All the Ethereum Virtual Machines (EVMs) run smart contracts. Examples of this are BSC, Polygon, and TRON.

How Does It Work

A smart contract is an Ethereum address, similar to other wallets. However, it is not controlled by any individual. Basically it is a collection of code (function) and data (state) that resides at the specific address.

They can have balances while engaging in transactions. Instead of an individual having control, they are deployed by the network and run according to the coding. All transactions in irreversible and the contracts cannot be deleted. Like any contract, they operate according to the rules established.

Digital Vending Machine

Nick Szabo came up with the analogy of a smart contract to a vending machine. As such, specific inputs generate predetermined outputs.

Here is a summary of his analogy:

  • You select a product
  • The vending machine returns the amount required to purchase the product
  • You insert the correct amount of money
  • The vending machine verifies you have inserted the correct amount
  • The vending machine dispenses the product of choice

Unless all conditions are met, nothing comes out of the vending machine. The same is true for a smart contract. If any of the pieces are missing, then the contract will not execute.

Use Cases

Some of the use cases for smart contracts:

These are just a few of the possibilities of blockchain-based contracts.

Code Is Law

One of the main ideas behind smart contracts is "code is law". This stems from Szabo's idea to replace lawyers and rework the legal profession where coded contracts were the basis for all decisions.

The key to smarts contract is they are automated. Using the vending machine analogy, as soon as the conditions are met, the contract executes. No human interaction is required. This removes any decision making from the equation. All of that is done at the time of coding.

It simply removes the need to trust any individual, corporation, or intermediary.

This leads to the predicable outcomes. Since the code is what drives the results, we know what the outcome will be once the conditions are met. There is no room for interpretation. What is coded is what happens.

Public Anonymity

Blockchain are public databases. All information is transparent. However, the individual wallets engaging with the blockchains do not require KYC. This means it present anonymity to the wallet holder.

When interaction with a smart contract takes place, all activity is posted to the blockchain. This allows others to review what occurred. Engagement with the smart contract, since it is through said wallet, provides individual anonymity.

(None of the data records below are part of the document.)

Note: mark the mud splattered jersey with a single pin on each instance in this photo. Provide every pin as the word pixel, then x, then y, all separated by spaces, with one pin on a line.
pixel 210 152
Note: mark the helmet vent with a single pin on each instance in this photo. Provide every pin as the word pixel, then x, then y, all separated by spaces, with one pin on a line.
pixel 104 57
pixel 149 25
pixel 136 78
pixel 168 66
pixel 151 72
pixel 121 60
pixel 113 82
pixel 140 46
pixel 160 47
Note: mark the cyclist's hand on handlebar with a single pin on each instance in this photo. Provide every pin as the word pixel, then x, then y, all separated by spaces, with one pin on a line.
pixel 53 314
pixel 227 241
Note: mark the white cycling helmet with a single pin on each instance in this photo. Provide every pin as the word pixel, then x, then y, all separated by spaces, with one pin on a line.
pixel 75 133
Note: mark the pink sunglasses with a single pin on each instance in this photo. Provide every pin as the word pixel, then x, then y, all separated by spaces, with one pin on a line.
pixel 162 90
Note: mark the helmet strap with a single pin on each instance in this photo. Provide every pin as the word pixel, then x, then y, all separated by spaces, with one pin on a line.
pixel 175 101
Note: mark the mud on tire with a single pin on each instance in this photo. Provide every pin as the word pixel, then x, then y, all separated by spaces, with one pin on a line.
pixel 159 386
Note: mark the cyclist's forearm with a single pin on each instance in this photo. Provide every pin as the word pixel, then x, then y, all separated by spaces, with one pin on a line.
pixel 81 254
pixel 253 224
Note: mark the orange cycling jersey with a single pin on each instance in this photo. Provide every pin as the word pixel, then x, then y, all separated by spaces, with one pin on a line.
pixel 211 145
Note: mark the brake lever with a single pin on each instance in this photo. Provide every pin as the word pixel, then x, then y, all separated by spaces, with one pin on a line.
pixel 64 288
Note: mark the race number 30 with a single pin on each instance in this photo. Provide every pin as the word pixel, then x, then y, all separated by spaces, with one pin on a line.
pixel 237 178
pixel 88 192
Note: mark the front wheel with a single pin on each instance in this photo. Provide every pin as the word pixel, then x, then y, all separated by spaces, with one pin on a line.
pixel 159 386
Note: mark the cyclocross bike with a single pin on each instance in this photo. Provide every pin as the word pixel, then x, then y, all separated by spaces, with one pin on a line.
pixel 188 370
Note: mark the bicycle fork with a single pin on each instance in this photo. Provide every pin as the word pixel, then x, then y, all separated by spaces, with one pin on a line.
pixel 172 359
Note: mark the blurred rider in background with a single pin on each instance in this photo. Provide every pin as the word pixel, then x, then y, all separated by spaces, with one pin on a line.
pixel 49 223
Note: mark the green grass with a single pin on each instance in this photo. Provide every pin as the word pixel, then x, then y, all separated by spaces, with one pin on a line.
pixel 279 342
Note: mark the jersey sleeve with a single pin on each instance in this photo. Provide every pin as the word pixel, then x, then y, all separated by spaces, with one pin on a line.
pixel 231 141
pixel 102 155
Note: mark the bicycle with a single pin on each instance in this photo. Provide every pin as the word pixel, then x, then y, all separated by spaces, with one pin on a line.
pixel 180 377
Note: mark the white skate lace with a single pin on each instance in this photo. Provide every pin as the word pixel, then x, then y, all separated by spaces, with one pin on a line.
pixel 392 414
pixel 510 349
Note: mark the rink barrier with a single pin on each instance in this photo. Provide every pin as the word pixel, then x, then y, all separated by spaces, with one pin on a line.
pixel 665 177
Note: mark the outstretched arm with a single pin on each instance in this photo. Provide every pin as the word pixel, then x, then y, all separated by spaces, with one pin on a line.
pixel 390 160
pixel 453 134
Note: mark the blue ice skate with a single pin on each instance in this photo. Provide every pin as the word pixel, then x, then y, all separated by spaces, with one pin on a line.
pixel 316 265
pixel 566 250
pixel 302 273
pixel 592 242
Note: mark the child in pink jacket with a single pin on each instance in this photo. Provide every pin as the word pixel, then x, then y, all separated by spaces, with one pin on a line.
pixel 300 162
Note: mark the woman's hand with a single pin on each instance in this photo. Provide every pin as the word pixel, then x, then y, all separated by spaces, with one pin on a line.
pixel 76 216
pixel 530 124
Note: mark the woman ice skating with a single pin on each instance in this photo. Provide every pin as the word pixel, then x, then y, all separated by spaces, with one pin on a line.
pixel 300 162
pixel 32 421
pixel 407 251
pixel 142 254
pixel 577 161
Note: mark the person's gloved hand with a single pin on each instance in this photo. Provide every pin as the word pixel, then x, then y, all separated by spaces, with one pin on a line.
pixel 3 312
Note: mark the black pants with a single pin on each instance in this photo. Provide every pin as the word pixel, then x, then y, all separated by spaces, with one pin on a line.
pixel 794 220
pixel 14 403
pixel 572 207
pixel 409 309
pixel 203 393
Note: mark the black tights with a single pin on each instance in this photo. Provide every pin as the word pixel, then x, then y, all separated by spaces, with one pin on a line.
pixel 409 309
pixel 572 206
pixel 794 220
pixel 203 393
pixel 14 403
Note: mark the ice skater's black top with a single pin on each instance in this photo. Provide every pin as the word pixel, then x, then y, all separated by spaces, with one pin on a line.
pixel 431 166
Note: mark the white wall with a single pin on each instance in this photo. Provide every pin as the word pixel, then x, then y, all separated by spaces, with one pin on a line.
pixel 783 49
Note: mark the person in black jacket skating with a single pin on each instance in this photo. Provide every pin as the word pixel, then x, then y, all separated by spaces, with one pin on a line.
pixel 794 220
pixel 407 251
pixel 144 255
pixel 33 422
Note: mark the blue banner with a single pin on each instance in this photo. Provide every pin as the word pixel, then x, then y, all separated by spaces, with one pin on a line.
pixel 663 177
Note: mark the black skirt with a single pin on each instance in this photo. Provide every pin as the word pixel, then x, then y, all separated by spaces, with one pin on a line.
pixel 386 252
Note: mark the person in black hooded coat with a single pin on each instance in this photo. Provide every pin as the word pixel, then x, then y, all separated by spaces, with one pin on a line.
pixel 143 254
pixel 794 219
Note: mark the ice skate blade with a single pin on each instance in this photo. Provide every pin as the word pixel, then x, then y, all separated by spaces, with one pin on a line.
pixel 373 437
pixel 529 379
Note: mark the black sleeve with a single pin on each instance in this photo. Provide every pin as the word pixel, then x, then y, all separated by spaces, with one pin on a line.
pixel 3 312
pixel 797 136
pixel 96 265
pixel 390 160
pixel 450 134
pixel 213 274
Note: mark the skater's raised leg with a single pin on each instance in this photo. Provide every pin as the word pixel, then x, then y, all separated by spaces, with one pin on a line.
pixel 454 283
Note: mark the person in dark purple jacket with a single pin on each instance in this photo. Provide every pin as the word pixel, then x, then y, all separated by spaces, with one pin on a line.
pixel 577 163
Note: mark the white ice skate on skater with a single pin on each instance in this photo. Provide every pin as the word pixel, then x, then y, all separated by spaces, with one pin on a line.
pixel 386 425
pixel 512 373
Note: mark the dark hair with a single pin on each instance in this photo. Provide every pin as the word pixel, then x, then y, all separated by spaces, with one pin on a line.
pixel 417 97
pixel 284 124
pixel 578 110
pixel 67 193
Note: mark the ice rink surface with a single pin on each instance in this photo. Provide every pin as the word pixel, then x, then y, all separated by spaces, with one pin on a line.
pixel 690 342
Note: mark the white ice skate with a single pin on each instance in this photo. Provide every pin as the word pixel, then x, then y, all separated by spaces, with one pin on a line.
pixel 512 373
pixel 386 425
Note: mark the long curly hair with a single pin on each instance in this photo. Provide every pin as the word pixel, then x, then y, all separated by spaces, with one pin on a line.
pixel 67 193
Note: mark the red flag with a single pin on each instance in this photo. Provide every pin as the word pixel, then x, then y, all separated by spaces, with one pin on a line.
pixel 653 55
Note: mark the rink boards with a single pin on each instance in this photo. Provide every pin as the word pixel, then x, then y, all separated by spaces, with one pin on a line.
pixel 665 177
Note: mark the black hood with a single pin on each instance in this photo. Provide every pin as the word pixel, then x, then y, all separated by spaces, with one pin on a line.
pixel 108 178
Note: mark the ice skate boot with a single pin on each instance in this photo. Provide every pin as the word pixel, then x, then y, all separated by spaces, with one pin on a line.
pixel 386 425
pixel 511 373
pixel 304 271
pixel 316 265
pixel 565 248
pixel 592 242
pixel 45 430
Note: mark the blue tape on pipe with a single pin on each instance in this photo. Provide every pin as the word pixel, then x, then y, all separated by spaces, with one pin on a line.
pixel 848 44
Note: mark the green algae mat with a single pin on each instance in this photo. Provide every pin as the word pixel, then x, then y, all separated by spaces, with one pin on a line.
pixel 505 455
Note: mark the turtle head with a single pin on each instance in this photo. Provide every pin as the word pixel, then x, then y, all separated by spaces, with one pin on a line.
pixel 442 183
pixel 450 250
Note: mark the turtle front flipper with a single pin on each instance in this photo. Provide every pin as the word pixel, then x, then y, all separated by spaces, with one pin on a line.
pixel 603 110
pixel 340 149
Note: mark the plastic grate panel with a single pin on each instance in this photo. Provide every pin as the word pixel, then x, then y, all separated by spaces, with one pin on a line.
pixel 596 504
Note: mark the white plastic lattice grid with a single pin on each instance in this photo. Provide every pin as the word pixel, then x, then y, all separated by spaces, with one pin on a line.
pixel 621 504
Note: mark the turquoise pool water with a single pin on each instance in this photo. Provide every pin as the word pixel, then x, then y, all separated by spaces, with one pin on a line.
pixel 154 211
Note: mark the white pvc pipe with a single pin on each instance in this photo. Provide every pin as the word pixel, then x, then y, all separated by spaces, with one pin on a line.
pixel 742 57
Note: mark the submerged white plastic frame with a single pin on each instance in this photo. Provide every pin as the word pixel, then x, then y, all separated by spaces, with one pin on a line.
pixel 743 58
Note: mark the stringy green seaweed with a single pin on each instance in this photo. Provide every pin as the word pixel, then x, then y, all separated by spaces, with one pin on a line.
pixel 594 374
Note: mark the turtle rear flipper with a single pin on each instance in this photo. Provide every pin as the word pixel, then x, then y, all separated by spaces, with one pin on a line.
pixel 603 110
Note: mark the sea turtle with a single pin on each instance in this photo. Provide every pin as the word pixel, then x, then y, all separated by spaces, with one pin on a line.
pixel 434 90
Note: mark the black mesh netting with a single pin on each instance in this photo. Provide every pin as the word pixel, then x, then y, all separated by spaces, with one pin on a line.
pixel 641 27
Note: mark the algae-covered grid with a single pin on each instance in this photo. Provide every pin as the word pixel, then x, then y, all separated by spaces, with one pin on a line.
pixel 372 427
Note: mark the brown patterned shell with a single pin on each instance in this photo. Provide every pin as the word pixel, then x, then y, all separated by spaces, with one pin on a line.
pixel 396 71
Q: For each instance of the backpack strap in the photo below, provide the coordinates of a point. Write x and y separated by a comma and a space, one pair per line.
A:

Smart contracts are responsible for many hacks and the theft of billions of dollars in tokens. Vulnerabilities in the contracts themselves led to numerous exploitations. Most are written in Solidity, a newer programming language. Hacks took place often due to oversights in the code.

The hackers were able to steal the tokens in a few different ways. One was simply to access the wallet tied to the smart contract. Another was to create a huge number of tokens and sell the for the pair in the liquidity pool, usually ETH. This allowed them to then move the coins out to another wallet.

Use Cases

  • Clinical trials
  • Music industry
  • Supply chain management
  • Property ownership
  • Mortgages
  • Retail
  • Digital identity
  • Recording financial data - DeFi
  • Voting in elections
  • Insurance sector

No Third-Party Resolution

A contract, under real world circumstances, is an agreement between two parties. There are specific obligations contained therein for each party. Failure to fulfill the terms puts the party in default.

Obviously, with contracts, disputes can arise. This often requires the intermediation of a third party, usually the legal system. That means the government interjects itself into the private affairs.

Unfortunately, this brings up the subject of income and money. The amount of resources that one has can impact the ability to defend the terms of a contract.

Smart contracts remove the middlemen from the equation. This is in keeping with the tenets of blockchain whereby no third party trust is required.